3. Ainda na semana passada o senhor divulgou vídeo comentando sobre o que já se tornou o maior ataque de criminosos ao Estado e se solidarizou com o Governo. Na sua avaliação Fátima acerta nas medidas adotadas até agora. Por quê?

FA: Diante de uma crise, um gestor público (gerente ou governante) pode ter, a meu ver, duas posturas: a) fica impassível, mas não reage num primeiro momento, aguardando o desenrolar dos acontecimentos, para após anunciar medidas que solucionem o problema de forma definitiva; b) reage rápido, em pronta resposta, mesmo sem saber com precisão as causas do problema, mas mobiliza efetivos, no sentido de debelar o problema imediato, para, progressivamente, eliminar o transtorno enquanto um todo. Entendo que no âmbito do RN a Governadora optou pela segunda opção, que lhe foi a mais conveniente como ação de Estado e a mais necessária como ação política. Para lhe ser sincero, dentro do contexto de ser uma governadora reeleita, no começo de ano do primeiro mandato, diante de uma oposição àvida por manchetes desfavoráveis, levando em conta um processo eleitoral se aproximando em 2024, em que uma candidata de seu partido saiu bem colocada nas pesquisas (a deputada federal Natália Bonavides), a Governadora a Fátima agiu rápido, seja para evitar um ataque desmesurado ao programa de seu governo e seu partido, no âmbito da segurança pública e sistema penitenciário, seja na manutenção de seu legado político, como primeira mandatária eleita para o governo, genuinamente de origem popular. O problema é que a opinião pública, sobretudo em tempos de redes sociais, onde não apenas prolifera informação, mas também fake news, funciona na base de links diários sobre fatos favoráveis e desfavoráveis sobre a realidade e não basta reagir rápido, mas também produzir resultados. Para quem deseja soluções rápidas, para os problemas citados anteriormente, de inclusão social e dissolução da organização dos grupos e redes criminosas que se desenvolveram mais de uma década no RN, as medidas de contenção e força adotadas pelo governo estadual, com apoio federal da Força Nacional, podem até parecer insuficientes. Porém, na reserva do possível, entendo que a Governadora Fátima tem exercido com legitimidade o seu papel, de gestora preocupada e que busca o enfrentamento do problema, sem esquecer suas causas. Resta saber se ela terá sucesso e talento político para resolver em seu mandato tão complexo problema.

4. Os ataques reduziram drasticamente, mas não cessaram por completo, a despeito das prisões e transferências já realizadas de lideranças de facção. O que pode estar acontecendo para que haja essa continuidade?

FA: Assim como a pandemia da Covid-19 não foi resolvida em um dia, o problema criminal das ações violentas de facções também é pandêmico. Não há sequer um país do mundo que não viva ou não sofra, ao menos, a ação colateral do crime organizado, nem que seja na base da lavagem de dinheiro.

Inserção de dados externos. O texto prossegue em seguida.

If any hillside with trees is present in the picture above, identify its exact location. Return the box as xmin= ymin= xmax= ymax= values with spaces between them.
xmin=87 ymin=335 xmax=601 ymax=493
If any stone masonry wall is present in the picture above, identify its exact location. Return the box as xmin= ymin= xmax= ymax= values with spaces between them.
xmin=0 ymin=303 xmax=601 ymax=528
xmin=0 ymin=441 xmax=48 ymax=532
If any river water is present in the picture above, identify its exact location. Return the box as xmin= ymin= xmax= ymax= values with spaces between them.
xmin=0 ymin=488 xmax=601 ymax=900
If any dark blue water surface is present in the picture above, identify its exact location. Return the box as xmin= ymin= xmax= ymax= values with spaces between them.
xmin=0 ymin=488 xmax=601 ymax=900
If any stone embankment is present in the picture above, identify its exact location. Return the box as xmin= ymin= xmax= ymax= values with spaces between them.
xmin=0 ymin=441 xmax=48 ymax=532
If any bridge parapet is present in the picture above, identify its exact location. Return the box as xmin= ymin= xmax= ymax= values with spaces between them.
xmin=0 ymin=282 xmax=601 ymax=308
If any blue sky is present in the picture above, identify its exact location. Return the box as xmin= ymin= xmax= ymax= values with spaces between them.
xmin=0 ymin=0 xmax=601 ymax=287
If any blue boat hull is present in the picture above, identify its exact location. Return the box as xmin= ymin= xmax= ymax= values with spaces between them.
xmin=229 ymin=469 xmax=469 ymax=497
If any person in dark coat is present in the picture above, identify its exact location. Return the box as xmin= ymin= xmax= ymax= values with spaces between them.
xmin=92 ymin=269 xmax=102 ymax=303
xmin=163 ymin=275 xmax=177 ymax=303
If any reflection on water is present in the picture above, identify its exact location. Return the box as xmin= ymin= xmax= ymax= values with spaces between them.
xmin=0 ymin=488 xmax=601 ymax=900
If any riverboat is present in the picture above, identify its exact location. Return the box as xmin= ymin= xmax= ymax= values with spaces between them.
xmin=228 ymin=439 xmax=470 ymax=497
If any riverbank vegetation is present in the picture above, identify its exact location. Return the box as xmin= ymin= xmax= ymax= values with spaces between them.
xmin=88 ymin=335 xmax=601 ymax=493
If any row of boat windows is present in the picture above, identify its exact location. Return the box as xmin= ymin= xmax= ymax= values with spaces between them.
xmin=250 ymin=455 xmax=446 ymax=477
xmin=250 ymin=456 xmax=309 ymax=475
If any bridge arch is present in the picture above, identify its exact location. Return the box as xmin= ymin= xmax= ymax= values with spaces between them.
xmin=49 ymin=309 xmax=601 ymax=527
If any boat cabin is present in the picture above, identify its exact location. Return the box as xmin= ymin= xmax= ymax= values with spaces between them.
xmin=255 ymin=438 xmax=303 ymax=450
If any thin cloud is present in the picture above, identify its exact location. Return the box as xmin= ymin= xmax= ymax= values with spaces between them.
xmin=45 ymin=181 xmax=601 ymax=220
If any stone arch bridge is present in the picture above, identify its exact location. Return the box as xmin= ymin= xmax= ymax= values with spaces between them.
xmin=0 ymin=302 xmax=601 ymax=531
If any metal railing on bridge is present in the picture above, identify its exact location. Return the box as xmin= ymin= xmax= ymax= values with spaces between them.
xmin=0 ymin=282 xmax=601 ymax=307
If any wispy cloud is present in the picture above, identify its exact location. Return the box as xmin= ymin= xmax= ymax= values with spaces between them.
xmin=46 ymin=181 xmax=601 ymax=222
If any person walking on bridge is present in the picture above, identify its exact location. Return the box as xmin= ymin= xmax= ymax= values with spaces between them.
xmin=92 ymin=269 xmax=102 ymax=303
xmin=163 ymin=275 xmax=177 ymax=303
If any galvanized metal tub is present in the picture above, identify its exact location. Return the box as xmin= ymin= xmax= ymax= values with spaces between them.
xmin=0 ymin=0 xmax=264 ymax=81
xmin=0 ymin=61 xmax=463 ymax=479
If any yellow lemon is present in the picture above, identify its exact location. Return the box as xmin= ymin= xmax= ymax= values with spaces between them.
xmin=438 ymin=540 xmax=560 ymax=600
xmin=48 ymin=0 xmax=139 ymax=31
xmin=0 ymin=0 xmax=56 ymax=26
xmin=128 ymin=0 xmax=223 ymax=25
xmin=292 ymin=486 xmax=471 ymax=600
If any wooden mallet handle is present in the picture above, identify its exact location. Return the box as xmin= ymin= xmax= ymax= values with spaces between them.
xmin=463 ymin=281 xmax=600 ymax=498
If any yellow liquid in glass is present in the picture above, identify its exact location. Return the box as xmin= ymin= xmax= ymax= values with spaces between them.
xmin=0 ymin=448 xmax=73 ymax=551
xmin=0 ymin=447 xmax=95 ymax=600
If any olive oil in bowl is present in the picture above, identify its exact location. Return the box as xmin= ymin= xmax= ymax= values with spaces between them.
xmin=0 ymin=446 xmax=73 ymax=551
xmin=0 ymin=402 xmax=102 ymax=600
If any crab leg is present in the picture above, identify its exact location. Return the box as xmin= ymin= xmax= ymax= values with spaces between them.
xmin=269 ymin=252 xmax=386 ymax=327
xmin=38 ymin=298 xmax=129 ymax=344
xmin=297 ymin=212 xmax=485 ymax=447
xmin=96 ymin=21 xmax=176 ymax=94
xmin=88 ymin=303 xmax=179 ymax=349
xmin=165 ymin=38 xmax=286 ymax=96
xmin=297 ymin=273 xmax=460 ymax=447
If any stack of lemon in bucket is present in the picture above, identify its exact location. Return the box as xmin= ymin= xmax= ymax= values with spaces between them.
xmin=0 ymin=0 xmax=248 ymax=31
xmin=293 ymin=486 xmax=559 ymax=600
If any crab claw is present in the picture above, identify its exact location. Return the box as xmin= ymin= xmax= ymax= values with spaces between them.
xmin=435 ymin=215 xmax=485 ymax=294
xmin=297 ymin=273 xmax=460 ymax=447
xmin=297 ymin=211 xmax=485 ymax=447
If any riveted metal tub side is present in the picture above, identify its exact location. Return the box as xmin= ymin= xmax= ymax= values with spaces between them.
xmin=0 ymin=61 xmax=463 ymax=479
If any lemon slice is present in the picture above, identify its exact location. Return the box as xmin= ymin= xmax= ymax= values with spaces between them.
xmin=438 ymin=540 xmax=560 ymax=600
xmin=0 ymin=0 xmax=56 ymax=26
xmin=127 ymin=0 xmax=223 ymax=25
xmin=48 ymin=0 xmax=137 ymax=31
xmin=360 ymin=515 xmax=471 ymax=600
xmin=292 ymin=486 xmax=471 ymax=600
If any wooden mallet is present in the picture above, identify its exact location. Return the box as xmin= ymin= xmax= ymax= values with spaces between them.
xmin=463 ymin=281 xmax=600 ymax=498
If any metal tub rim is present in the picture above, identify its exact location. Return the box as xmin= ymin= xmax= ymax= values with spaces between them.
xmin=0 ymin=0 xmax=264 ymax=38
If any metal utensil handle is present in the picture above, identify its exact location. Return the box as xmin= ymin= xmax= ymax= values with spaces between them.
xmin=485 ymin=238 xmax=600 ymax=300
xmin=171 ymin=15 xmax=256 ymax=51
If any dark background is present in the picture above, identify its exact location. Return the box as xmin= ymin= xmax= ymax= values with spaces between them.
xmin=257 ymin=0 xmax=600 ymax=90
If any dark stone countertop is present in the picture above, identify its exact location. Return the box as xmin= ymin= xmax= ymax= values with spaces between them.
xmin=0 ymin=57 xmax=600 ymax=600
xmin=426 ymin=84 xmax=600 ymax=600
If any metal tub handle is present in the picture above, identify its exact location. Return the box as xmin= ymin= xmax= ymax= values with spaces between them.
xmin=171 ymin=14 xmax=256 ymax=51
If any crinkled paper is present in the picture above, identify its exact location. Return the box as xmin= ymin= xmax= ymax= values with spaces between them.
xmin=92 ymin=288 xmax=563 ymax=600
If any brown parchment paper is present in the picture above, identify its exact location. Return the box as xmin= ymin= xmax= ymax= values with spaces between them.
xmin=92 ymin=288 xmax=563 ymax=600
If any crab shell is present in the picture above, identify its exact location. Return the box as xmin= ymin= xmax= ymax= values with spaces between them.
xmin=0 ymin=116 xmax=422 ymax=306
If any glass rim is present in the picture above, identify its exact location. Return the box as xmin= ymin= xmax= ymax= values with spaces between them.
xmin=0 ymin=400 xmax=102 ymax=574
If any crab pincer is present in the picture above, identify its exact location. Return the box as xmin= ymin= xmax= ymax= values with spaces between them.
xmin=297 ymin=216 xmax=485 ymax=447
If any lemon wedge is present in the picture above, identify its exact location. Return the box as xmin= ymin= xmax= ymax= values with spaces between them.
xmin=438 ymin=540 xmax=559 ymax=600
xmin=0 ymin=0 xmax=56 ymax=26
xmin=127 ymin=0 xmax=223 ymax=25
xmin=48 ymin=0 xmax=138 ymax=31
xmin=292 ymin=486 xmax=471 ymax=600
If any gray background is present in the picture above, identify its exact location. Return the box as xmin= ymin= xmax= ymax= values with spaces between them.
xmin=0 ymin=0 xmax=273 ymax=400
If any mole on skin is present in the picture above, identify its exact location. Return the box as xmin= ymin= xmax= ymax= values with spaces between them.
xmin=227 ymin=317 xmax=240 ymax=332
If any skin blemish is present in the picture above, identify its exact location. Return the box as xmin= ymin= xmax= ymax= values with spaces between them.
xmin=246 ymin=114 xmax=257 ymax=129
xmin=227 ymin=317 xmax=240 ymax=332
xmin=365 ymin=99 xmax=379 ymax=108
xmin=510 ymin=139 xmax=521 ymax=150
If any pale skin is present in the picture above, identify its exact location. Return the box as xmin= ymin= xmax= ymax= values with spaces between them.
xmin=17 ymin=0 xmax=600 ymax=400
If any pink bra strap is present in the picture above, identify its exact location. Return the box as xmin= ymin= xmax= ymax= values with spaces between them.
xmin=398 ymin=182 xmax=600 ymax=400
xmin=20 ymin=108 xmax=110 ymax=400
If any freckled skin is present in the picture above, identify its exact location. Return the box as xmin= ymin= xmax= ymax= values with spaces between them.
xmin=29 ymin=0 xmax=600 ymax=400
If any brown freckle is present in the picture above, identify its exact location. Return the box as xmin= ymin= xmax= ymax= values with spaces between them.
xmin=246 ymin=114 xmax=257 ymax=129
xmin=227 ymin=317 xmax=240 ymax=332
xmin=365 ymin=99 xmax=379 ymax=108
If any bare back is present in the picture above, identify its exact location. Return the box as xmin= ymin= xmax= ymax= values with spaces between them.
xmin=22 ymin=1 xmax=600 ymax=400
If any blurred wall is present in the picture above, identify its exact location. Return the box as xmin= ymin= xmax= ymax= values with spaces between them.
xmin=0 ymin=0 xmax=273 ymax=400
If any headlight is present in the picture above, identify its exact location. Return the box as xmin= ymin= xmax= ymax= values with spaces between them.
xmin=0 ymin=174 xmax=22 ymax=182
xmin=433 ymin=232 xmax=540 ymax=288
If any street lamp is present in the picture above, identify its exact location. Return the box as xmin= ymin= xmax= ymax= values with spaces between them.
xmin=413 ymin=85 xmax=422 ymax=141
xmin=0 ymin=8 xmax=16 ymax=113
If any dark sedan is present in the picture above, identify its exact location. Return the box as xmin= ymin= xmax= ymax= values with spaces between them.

O que buscamos conter, enquanto cidadãos, operadores e operadoras da segurança pública, é a violência generalizada, o caos, o terror, o que impede as pessoas saírem de casa e exercerem os seus direitos mais básicos, como o de livre locomoção e a preservação da integridade física. O que pode ser feito, num primeiro momento, no combate à ação criminosa dos “Salves” das facções, é garantir essas condições mínimas de convivialidade, ou seja, fazer com que as cidades voltem a funcionar. Porém, a curto prazo, é uma quimera achar que grupos criminosos deixem de funcionar após ações diretas e volumosas das forças de repressão do Estado. A presença de muitos policiais e viaturas nas ruas é muito importante para retomar o sentimento de segurança coletiva e as pessoas percam o medo de andar nas ruas, pegar meios de transporte e se abrirem estabelecimentos. Porém, isso é insuficiente para que o crime, na forma que se encontra hoje, reflua, sem que investimentos profundos sejam feitos a curto, médio e longo prazos na inclusão de populações periféricas, sobretudo entre os mais jovens. Fora isso, independente de legendas partidárias ou ideologias, partidos e governos, de esquerda, centro ou direita, correrão o risco de deixar acontecer o que, historicamente faz o crime organizado vicejar e resumem a atividade policial a atividade mais inócua que existe, pra decepcionar quem é policial e quer contribuir para uma sociedade melhor: a triste visão de que sua atividade tão honrada se limita a “enxugar gelo”.